La commande interne set permet d’affecter ses paramètres aux variables 1, 2 etc…

Exemple:

set bonjour a tous
echo $1
bonjour
echo $2
a
echo $3
tous

Cette possibilité est intéressante pour découper en mots le contenu d’une variable. Voici un fichier de commandes qui extrait la deuxième colonne d’un fichier supposé contenir une information organisée en colonnes :

while read ligne
do
set $ligne
echo $2
done

La commande interne readonly

Si on désire protéger des variables de toute affectation ultérieure, on peut les déclarer en lecture seulement avec la commande interne readonly. Invoquer readonly sans paramètre permet d’obtenir la liste de toutes les variables en lecture seulement.
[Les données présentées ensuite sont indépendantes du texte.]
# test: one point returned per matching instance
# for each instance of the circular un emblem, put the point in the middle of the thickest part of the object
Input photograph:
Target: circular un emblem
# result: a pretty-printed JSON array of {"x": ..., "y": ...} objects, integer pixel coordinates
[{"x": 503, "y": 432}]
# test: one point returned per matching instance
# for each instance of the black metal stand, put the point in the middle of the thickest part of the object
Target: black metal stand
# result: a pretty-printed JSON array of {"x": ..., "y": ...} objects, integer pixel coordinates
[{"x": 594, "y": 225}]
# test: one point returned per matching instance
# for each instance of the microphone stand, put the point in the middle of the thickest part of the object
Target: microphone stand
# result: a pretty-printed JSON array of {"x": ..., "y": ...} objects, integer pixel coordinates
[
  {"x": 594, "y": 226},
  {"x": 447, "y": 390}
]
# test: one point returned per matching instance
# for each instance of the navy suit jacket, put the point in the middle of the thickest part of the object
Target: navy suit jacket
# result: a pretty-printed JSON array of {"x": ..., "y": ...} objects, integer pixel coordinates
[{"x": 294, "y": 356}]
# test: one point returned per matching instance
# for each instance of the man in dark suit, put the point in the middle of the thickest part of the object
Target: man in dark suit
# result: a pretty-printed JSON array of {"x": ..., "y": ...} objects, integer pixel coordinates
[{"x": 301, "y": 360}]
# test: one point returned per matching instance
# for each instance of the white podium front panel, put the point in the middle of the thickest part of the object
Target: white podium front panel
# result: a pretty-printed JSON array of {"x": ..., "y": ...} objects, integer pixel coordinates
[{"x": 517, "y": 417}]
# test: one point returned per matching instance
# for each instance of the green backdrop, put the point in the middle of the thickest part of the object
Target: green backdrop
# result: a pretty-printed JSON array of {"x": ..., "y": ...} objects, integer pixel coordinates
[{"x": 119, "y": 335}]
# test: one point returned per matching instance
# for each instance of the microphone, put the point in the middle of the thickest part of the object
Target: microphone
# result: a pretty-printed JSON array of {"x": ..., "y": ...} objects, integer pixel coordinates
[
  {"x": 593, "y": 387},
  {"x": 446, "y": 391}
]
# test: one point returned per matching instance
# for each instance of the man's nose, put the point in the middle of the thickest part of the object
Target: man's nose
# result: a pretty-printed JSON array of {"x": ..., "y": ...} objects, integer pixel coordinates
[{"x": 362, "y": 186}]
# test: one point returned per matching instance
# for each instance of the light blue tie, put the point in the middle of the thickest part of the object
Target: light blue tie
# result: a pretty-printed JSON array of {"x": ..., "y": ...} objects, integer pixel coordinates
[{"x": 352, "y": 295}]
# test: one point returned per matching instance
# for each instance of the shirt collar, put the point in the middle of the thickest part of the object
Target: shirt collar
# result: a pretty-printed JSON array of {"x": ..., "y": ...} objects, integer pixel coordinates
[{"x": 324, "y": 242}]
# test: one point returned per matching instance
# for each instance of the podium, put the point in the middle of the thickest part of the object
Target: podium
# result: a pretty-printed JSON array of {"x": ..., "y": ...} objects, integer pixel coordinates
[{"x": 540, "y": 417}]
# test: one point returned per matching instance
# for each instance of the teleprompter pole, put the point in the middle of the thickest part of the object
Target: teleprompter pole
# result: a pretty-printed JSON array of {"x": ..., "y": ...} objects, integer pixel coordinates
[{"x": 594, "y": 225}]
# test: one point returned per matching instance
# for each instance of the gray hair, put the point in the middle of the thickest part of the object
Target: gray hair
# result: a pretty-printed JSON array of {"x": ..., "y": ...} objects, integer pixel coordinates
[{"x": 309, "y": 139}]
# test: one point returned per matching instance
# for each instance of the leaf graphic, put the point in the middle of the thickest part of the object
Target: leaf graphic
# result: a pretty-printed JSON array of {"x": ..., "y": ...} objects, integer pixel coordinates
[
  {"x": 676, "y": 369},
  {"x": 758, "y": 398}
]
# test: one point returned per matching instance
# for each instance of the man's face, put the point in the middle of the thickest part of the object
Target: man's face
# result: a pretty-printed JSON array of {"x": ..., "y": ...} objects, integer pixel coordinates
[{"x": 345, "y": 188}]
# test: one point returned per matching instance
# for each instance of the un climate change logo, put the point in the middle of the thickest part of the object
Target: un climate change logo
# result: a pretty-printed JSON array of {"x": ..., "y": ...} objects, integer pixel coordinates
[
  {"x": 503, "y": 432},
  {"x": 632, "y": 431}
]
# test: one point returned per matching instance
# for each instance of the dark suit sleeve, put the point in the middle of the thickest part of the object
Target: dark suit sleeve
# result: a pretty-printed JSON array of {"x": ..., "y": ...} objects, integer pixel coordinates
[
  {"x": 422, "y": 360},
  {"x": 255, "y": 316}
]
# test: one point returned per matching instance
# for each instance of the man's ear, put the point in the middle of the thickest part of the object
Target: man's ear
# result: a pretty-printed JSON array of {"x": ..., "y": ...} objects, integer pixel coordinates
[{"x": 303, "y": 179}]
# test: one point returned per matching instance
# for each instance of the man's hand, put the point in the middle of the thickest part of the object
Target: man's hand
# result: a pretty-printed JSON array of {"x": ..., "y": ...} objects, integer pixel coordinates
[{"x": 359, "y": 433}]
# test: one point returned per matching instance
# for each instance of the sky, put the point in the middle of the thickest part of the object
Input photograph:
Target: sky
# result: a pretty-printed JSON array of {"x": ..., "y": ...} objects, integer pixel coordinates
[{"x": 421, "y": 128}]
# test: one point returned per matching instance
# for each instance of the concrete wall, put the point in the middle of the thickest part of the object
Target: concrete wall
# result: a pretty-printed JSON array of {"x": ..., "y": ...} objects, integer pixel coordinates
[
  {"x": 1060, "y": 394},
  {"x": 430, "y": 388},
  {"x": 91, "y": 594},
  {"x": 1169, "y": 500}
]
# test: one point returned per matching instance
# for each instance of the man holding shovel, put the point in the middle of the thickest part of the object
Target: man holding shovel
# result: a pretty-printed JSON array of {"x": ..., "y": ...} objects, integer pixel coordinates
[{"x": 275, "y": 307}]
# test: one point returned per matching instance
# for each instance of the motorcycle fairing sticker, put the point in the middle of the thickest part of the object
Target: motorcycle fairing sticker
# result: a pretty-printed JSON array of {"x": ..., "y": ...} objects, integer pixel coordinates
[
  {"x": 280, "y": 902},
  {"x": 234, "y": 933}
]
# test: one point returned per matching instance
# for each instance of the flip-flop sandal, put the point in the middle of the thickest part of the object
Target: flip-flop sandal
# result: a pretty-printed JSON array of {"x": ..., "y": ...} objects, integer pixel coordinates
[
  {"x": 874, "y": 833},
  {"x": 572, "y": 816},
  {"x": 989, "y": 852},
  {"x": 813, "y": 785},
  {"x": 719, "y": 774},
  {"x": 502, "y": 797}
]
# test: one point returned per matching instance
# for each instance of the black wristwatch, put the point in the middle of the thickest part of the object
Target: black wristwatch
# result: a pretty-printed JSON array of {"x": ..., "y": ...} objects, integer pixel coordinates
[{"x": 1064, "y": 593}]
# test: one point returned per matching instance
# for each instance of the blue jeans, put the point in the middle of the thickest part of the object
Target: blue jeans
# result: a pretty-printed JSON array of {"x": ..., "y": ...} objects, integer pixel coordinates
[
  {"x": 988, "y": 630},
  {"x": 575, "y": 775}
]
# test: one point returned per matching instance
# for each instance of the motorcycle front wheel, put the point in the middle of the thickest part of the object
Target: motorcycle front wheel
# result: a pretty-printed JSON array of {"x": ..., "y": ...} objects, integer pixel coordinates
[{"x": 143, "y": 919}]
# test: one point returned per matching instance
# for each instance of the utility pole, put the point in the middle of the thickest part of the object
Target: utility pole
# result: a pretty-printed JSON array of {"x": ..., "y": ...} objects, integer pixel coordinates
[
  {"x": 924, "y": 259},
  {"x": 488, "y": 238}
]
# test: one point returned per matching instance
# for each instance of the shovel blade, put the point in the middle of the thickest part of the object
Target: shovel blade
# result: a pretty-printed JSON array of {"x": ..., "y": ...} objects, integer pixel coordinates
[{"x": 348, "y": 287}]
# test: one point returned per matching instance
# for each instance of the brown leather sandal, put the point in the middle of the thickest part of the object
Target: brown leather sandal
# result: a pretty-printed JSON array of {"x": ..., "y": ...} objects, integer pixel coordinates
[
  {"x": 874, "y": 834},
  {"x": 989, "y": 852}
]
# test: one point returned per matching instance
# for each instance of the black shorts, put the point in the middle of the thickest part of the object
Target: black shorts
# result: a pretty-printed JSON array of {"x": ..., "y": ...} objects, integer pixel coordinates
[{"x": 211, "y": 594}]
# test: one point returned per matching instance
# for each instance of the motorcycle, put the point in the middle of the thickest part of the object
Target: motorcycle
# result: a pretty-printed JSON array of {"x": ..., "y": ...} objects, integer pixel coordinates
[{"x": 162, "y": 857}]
Exemple :

V1=1 V2=2
readonly V1 V2
V1=3
V1: is read only
readonly
readonly V1
readonly V2

Les variables affectées par le shell

Les variables affectées automatiquement par le shell sont les suivantes :

      $#                  nombre de paramètres d’un fichier de commandes

      $-                   options courantes du shell

      $?                  valeur retournée par la dernière commande exécutée

      $$                  numéro de processus du shell

      $!                   numéro de processus de la dernière commande exécutée en arrière plan

      $0                           le nom du fichier de commandes

      $0 $1…$9    paramètres d’un fichier de commandes ou affectés par set

      $*                  l’ensemble des paramètres d’un fichier de commandes

      $@                l’ensemble des paramètres d’un fichier de commandes chacun étant protégé par « 

Remarque :  La variable # est pratique pour vérifier la validité de l’appel d’un fichier de commandes.

On donne en exemple le début d’un fichier de commandes qui vérifie qu’on lui passe bien deux paramètres.

#!/bin/sh
if [ $# -ne 2 ]
then
echo "Il faut les parametres ... et ..."
exit 1
fi

On fera attention au fait que # contient le nombre de paramètres, alors qu’en langage C, dans main(arg\c{c}argv), argc contient le nombre de paramètres + 1.

 

 La variable $ est très pratique pour créer des noms de fichiers temporaires desquels on est sûr de l’unicité. On pourra écrire par exemplecommande > /tmp/gestion.$$ . 

Si plusieurs utilisateurs exécutent le fichier de commandes en même temps, on est sûr qu’il n’y aura pas de collision entre les noms des fichiers temporaires.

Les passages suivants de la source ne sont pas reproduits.